And while China’s per capita emissions are currently very low (about one-fifth that of the US), they are expected to rise significantly as an estimated 350 million people move from the countryside to the cities over the next 20 years. The Chinese Academy of Sciences predicts that during that time, the country’s CO2 emissions may double or more unless dramatic measures are taken.
Who should pay?
Faced with such prospects — as well as a glaring international spotlight before the Copenhagen climate conference in December — the Chinese government has in recent months devoted both more rhetoric and real attention to the challenges of combating climate change.
While Beijing hopes for a global reputation boost by highlighting some green measures already undertaken, the scope of its international commitments will be motivated chiefly by domestic concerns — by the tug-of-war between political priorities and interests, a struggle often overlooked by those who see China only as an efficient top-down monolith.

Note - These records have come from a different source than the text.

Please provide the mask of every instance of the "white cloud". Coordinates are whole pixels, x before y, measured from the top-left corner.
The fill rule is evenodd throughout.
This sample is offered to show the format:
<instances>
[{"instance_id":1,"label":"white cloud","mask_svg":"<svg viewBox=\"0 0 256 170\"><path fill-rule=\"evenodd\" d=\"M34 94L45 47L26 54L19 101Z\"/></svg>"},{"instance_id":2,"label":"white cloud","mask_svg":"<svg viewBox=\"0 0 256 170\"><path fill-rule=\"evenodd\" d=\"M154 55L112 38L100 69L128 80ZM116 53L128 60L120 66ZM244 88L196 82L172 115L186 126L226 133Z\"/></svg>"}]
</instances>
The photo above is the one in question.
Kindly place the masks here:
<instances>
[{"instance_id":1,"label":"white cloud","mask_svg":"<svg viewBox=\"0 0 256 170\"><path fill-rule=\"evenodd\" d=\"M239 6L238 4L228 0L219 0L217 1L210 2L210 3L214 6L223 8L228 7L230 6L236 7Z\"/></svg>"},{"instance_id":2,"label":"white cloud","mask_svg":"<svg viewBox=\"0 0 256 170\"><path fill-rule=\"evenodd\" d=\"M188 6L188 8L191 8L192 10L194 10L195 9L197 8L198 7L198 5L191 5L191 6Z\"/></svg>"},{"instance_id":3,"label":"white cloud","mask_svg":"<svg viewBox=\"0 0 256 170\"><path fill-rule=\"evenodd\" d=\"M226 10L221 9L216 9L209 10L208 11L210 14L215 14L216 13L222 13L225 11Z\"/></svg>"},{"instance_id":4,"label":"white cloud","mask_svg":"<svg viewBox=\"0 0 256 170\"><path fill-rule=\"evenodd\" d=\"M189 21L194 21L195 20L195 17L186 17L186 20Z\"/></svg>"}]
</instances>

As in the United States and elsewhere, business interests vie for influence, but the dynamics of the conversation are particular to China, where industry is composed of a unique mix of state-owned enterprises, foreign joint-ventures, and private companies, all with different priorities and levers for reaching government officials.
Unlike in the United States and Western Europe, where arguments between activists and climate skeptics have long defined climate discussions, there has never been much public dispute about the merits of global warming science in China.